[Formation of giant and ultramicroscopic forms of Nostoc muscorum CALU 304 during cocultivation with Rauwolfia tissues]. / Obrazovanie gigantskikh i ultramikroform Nostoc muscorum CALU 304 pri vzaimodeistvii s kul'tiviruemymi tkaniami rauvol'fii.

The study of heteromorphic Nostoc muscorum CALU 304 cells, whose formation was induced by 6- to 7-week cocultivation with the Rauwolfia callus tissues under unfavorable conditions, revealed the occurrence of giant cell forms (GCFs) with a volume which was 35-210 times greater than that of standard cyanobacterial cells. Some GCFs had an impaired structure of the murein layer of the cell wall, which resulted in the degree of impairment of the cell wall ranging from the mere loss of its rigidity to its profound degeneration with the retention of only small peptidoglycan fragments. An analysis of thin sections showed that all GCFs had enlarged nucleoids. The photosynthetic membranes of spheroplast-like GCFs formed vesicles with the contents analogous to that of nucleoids (DNA strands and ribosomes).

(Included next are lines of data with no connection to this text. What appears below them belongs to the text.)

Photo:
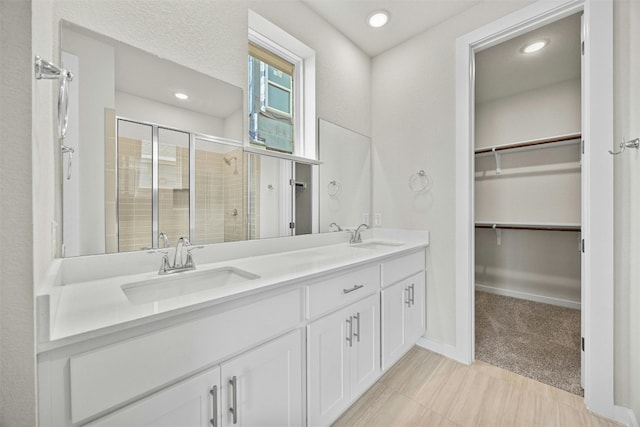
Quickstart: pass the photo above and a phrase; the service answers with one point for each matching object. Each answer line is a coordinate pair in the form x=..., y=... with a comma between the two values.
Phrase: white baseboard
x=447, y=350
x=626, y=416
x=527, y=296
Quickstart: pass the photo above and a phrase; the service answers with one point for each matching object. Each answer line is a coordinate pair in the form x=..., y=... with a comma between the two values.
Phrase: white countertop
x=82, y=308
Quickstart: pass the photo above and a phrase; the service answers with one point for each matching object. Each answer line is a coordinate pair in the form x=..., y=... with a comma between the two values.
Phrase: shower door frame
x=155, y=185
x=597, y=184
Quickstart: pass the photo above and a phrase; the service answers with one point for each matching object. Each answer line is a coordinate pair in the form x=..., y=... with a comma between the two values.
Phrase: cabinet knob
x=214, y=406
x=357, y=333
x=233, y=382
x=355, y=288
x=349, y=338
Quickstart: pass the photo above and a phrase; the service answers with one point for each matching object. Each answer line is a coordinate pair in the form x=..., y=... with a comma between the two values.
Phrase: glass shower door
x=173, y=184
x=133, y=193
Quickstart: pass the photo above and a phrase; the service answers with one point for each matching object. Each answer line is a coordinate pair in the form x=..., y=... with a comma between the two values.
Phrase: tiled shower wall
x=220, y=198
x=210, y=214
x=235, y=226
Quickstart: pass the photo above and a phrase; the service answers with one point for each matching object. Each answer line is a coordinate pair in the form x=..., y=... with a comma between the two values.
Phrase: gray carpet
x=536, y=340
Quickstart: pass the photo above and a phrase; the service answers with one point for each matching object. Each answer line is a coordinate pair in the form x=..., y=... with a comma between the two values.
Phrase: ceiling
x=407, y=19
x=502, y=70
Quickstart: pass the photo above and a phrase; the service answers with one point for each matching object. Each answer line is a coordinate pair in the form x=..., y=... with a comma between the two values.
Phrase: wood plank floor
x=426, y=389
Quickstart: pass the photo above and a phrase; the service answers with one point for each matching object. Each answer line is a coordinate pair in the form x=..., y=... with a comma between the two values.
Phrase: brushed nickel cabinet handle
x=350, y=337
x=214, y=394
x=413, y=293
x=357, y=334
x=233, y=382
x=355, y=288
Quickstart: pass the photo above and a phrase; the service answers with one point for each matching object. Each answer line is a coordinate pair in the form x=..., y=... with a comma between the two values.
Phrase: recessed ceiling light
x=378, y=18
x=535, y=46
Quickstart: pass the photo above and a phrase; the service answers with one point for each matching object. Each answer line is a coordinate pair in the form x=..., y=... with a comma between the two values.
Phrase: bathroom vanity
x=278, y=338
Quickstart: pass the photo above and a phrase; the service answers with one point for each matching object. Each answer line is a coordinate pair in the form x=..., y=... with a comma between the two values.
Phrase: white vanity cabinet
x=191, y=403
x=264, y=387
x=403, y=306
x=241, y=361
x=258, y=340
x=344, y=346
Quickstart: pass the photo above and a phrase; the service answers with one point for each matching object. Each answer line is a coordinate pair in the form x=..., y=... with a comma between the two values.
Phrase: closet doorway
x=597, y=217
x=528, y=247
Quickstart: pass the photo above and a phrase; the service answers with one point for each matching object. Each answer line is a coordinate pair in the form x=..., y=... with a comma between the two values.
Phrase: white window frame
x=271, y=37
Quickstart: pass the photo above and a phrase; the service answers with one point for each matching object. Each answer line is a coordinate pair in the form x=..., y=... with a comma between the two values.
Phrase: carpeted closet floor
x=539, y=341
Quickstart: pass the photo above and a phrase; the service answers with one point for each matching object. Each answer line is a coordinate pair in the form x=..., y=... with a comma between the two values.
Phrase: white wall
x=413, y=128
x=627, y=205
x=346, y=159
x=143, y=109
x=19, y=89
x=541, y=186
x=95, y=80
x=541, y=113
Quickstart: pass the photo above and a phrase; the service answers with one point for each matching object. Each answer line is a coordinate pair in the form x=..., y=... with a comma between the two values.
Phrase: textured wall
x=627, y=205
x=17, y=373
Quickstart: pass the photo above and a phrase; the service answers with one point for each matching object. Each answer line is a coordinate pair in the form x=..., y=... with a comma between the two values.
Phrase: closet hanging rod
x=547, y=227
x=566, y=139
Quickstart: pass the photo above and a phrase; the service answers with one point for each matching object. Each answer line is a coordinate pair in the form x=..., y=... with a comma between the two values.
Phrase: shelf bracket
x=498, y=234
x=497, y=157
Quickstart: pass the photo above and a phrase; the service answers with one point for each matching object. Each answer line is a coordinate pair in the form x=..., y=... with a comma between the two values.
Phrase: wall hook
x=634, y=143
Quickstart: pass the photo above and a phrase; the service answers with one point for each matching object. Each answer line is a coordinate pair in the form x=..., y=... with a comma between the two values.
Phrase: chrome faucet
x=164, y=239
x=355, y=234
x=167, y=268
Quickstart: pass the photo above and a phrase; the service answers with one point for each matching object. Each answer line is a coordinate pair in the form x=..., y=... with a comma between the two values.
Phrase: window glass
x=271, y=110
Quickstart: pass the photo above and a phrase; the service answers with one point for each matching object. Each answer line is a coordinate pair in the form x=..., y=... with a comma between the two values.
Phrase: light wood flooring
x=426, y=389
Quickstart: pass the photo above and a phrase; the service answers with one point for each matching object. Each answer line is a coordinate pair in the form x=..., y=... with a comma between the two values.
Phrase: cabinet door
x=328, y=367
x=190, y=403
x=365, y=353
x=415, y=313
x=263, y=387
x=395, y=301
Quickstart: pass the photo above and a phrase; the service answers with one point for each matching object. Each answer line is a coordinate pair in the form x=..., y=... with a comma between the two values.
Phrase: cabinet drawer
x=338, y=290
x=106, y=377
x=402, y=267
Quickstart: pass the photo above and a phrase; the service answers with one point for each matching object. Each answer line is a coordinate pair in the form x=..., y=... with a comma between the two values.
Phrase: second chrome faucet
x=355, y=234
x=178, y=265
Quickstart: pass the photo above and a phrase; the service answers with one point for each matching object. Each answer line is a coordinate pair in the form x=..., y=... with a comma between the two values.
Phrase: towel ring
x=334, y=188
x=420, y=181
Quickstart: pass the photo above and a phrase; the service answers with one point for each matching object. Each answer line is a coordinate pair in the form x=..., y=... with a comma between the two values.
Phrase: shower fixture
x=235, y=164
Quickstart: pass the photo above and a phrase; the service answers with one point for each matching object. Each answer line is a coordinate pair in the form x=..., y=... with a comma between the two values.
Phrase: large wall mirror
x=345, y=177
x=147, y=164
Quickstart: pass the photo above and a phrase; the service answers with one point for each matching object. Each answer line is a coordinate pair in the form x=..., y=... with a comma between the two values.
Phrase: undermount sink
x=180, y=284
x=377, y=244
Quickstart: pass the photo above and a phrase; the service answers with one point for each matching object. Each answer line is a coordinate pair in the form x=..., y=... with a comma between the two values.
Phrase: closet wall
x=535, y=187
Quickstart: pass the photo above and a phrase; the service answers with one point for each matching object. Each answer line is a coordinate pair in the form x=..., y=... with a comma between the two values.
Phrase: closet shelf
x=555, y=141
x=528, y=226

About 60% of the vesicles had a size exceeding 300 nm. With the degradation of GCFs, the vesicles appeared in the intercellular slimy matrix. It is suggested that the vesicles are analogous to elementary bodies, which are the minimal and likely primary reproductive elements of L-forms. The data obtained in this study indicate that such L-forms may be produced in the populations of the cyanobionts of natural and model syncyanoses. Along with the other known cyanobacterial forms induced by macrosymbionts, L-forms may represent specific adaptive cell forms generated in response to the action of plant symbionts.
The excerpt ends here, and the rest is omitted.